La Cour de Justice de l'Union européenne a rendu un arrêt important concernant l'application du principe « ne bis in idem » dans le cadre des sanctions administratives et pénales. Elle a abordé trois questions clés.
📌 FOCUS - Le principe « ne bis in idem » est un concept juridique qui signifie « pas deux fois pour la même chose » en latin. Il s'agit d'un principe fondamental du droit qui interdit de poursuivre ou de sanctionner une personne deux fois pour les mêmes actes ou les mêmes infractions. En d'autres termes, une fois qu'une personne a été jugée et condamnée (ou acquittée) pour un crime ou une infraction particulière, elle ne peut pas être poursuivie à nouveau pour les mêmes faits dans le même système juridique.
Récapitulatif des faits
Dans cette affaire, l'Autorité italienne de la concurrence et du marché (AGCM) a infligé une amende de cinq millions d'euros à Volkswagen Group Italia (VWGI) et à Volkswagen AG (VWAG) pour avoir mis en œuvre des pratiques commerciales déloyales liées à la commercialisation de véhicules diesel en Italie. Ces véhicules étaient équipés d'un logiciel permettant de fausser les mesures d'émissions polluantes lors des contrôles réglementaires.
Pendant que ce litige était en cours en Italie, le parquet de Braunschweig en Allemagne a infligé à VWAG une amende d'un milliard d'euros pour des violations similaires liées à la manipulation des émissions de gaz d'échappement de certains moteurs diesel du groupe Volkswagen. Cette décision allemande est devenue définitive après que VWAG ait payé l'amende et renoncé à faire appel.
VWGI et VWAG ont fait valoir que la décision italienne violait le principe ne bis in idem, selon lequel une personne ne peut être poursuivie ou sanctionnée deux fois pour les mêmes faits. Ils ont fait appel de la décision italienne, et la juridiction italienne a saisi la Cour de justice de l'Union européenne (CJUE) pour déterminer si le principe ne bis in idem s'applique dans ce cas.
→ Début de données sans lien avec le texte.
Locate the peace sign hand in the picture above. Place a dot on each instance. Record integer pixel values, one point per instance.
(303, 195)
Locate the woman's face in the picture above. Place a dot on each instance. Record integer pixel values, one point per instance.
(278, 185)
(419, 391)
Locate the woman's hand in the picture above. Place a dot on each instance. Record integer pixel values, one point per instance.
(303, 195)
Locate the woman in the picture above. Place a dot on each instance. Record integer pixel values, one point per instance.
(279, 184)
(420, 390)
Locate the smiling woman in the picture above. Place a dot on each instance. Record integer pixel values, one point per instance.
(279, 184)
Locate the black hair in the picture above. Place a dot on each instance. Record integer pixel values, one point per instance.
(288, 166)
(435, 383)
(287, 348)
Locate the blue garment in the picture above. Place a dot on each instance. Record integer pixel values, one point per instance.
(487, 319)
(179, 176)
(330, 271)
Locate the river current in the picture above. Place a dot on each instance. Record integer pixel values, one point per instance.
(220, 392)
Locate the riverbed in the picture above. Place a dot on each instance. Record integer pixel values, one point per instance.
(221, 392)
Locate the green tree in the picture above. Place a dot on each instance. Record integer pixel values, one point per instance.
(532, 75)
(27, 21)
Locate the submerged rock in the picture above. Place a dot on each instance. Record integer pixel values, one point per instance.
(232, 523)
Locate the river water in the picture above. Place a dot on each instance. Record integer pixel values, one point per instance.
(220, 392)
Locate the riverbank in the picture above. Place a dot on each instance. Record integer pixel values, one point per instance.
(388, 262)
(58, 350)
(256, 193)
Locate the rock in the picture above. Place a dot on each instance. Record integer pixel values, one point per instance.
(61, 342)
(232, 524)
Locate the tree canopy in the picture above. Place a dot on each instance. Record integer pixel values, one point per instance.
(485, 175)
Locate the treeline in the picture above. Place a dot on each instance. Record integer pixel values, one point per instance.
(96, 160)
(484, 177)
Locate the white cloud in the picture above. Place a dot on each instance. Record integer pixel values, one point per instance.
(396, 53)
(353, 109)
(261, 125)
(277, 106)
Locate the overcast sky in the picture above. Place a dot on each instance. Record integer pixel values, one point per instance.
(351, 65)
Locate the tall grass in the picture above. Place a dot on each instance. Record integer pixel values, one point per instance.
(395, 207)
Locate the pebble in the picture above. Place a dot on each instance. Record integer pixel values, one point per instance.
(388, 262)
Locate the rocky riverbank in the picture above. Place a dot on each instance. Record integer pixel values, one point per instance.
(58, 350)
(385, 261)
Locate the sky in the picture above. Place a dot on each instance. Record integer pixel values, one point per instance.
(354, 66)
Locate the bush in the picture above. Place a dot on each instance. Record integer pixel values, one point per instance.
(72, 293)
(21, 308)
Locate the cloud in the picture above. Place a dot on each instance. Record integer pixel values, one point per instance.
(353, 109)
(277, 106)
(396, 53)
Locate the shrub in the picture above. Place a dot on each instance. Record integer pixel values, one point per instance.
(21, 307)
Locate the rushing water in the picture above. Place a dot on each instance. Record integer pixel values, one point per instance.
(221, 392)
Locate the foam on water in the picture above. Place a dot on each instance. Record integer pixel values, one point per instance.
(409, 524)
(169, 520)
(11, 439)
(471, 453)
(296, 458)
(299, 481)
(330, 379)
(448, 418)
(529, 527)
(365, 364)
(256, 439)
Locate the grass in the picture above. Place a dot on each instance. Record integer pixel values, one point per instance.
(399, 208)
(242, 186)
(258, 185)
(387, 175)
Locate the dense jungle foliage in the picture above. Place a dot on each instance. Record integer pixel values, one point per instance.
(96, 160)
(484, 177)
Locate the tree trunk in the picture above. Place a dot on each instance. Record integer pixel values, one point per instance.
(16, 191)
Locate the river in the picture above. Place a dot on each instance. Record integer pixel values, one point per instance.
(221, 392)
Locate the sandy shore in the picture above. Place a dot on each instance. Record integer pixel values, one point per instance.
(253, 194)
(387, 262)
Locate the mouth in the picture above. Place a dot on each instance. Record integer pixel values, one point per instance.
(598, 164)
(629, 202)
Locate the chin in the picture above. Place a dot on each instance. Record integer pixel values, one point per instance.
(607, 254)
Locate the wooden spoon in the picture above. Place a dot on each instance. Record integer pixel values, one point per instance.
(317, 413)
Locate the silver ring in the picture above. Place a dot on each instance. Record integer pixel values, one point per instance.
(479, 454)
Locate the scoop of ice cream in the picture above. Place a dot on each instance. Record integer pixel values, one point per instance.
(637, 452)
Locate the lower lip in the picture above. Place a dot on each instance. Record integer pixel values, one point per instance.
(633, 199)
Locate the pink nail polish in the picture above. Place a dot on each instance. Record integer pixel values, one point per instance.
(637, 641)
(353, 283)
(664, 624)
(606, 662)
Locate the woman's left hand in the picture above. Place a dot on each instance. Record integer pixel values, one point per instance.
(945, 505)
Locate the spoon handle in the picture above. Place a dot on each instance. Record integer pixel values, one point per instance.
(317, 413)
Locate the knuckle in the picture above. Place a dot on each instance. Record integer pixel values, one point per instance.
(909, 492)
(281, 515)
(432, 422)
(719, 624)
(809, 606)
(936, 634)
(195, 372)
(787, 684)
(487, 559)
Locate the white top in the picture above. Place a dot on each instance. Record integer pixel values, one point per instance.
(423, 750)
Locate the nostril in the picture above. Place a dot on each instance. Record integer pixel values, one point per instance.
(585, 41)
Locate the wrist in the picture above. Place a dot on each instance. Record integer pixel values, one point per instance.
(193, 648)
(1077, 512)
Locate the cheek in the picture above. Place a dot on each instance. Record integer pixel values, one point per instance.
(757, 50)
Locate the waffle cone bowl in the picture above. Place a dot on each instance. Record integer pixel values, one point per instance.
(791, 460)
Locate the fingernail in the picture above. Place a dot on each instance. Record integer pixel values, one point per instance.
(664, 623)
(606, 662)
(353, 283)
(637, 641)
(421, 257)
Nature des sanctions administratives
La CJUE a considéré que les amendes administratives pécuniaires, bien que qualifiées de sanctions administratives, peuvent être considérées comme des sanctions pénales si elles poursuivent une finalité répressive et sont sévères.
Cela signifie qu'une personne ou une entreprise ne pourra pas être poursuivie une seconde fois sur la base de poursuites administratives pour les mêmes faits déjà sanctionnés pénalement, par une amende administrative pécuniaire.
Interdiction du double jugement
Afin que le principe s'applique, il faut qu'il existe une décision antérieure définitive. Cela signifie que la décision précédente doit être devenue définitive, et elle doit avoir été rendue après avoir examiné le fond de l'affaire.
De plus, les mêmes faits doivent être visés par la décision antérieure et par les poursuites ou les décisions postérieures. En d'autres termes, il doit s'agir de la même infraction ou du même comportement.
La Cour de justice a souligné que l'application de ce principe n'est pas limitée aux situations où les décisions ultérieures sont prises après la décision antérieure. Si une décision de nature pénale est devenue définitive, peu importe quand et dans quel État cela s'est produit, cela peut empêcher toute nouvelle poursuite pénale pour les mêmes faits, même si la décision antérieure était postérieure dans le temps.
Cela signifie que si une même entreprise est poursuivie pour les mêmes faits dans deux États, dès lors qu'elle a été condamnée définitivement par un État, le second doit abandonner les poursuites sur le fondement du principe « ne bis in idem ».
Limitation du principe « ne bis in idem »
Les juges rappellent que l'article 52.1 de la Charte des droits fondamentaux autorise la limitation du principe, à condition que trois conditions soient remplies :
- Le cumul de procédures ou de sanctions ne doit pas représenter une charge excessive pour la personne concernée.
- Il doit exister des règles claires et précises permettant de prévoir quels actes et omissions peuvent faire l'objet d'un cumul de procédures ou de sanctions.
- Les procédures en question doivent être menées de manière suffisamment coordonnée et rapprochée dans le temps.
La Cour souligne que les autorités publiques peuvent légitimement choisir de répondre à certains comportements nuisibles en combinant différentes procédures, à condition que cela ne crée pas une charge excessive pour la personne en cause. De plus, la coordination entre ces procédures est essentielle pour garantir que le cumul de sanctions soit strictement nécessaire.
Conclusion
Cette décision revêt une grande importance dans le domaine de la justice transfrontalière et de la coopération judiciaire au sein de l'Union européenne. Elle vise à garantir la protection des droits fondamentaux des individus et des entreprises tout en permettant aux autorités de poursuivre efficacement les comportements nuisibles. En fin de compte, elle contribue à renforcer la confiance dans le système juridique de l'UE en assurant une application équitable et proportionnée de la loi.